Al di là del budget a disposizione, però, tutte le attuali tecniche di coral restoration presentano un limite: «Utilizzano poche specie di coralli, quelle che hanno una maggior capacità di crescita, e questo rischia di ridurre la biodiversità genetica degli esemplari, rendendoli più vulnerabili alle malattie», ricorda l’esperto. Per questo motivo diventa sempre più urgente sviluppare nuovi metodi e materiali per curare i coralli. Come il cerotto smart che i ricercatori dell’università Bicocca hanno sviluppato con l’Istituto Italiano di Tecnologia (Iit) di Genova: «Sapevamo che loro stavano lavorando a un cerotto intelligente per curare le ferite umane, così abbiamo pensato di svilupparne uno biodegradabile e biocompatibile per i coralli: una novità assoluta, se pensiamo che prima si poteva ricorrere solo alla totale o parziale rimozione della colonia malata, con conseguente ulteriore danno alle comunità coralline», afferma Montano. Il dispositivo è composto da uno strato contenente il farmaco e un secondo strato che impedisce il rilascio del principio attivo nell’ambiente. Positivi i primi test di efficacia, condotti per dieci giorni in un acquario e per quattro mesi alle Maldive sui coralli della specie Acropora muricata, tra quelle considerate a rischio dall’Unione Internazionale per la Conservazione della Natura (Iucn).
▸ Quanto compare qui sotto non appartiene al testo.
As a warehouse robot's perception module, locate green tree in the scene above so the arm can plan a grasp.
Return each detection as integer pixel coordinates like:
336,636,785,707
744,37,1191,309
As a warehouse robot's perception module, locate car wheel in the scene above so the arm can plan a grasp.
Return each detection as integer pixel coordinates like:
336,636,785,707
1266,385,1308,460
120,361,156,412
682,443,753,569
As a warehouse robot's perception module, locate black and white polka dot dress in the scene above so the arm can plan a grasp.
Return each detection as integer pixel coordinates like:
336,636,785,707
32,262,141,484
Nonostante questi successi resta ancora tanto lavoro da fare, soprattutto dopo mesi di pandemia che hanno costretto il centro MaRHE alla chiusura. «La mancata manutenzione delle nursery di coralli ha vanificato anni di sforzi: non vediamo l’ora di tornare per rimetterci all’opera», ammette Montano. «Ormai la nostra è diventata una missione, non possiamo fermarci proprio adesso: stiamo entrando nel decennio degli oceani, come indicato dall’Onu, e dobbiamo dimostrare di essere disposti a fare di tutto per proteggerli».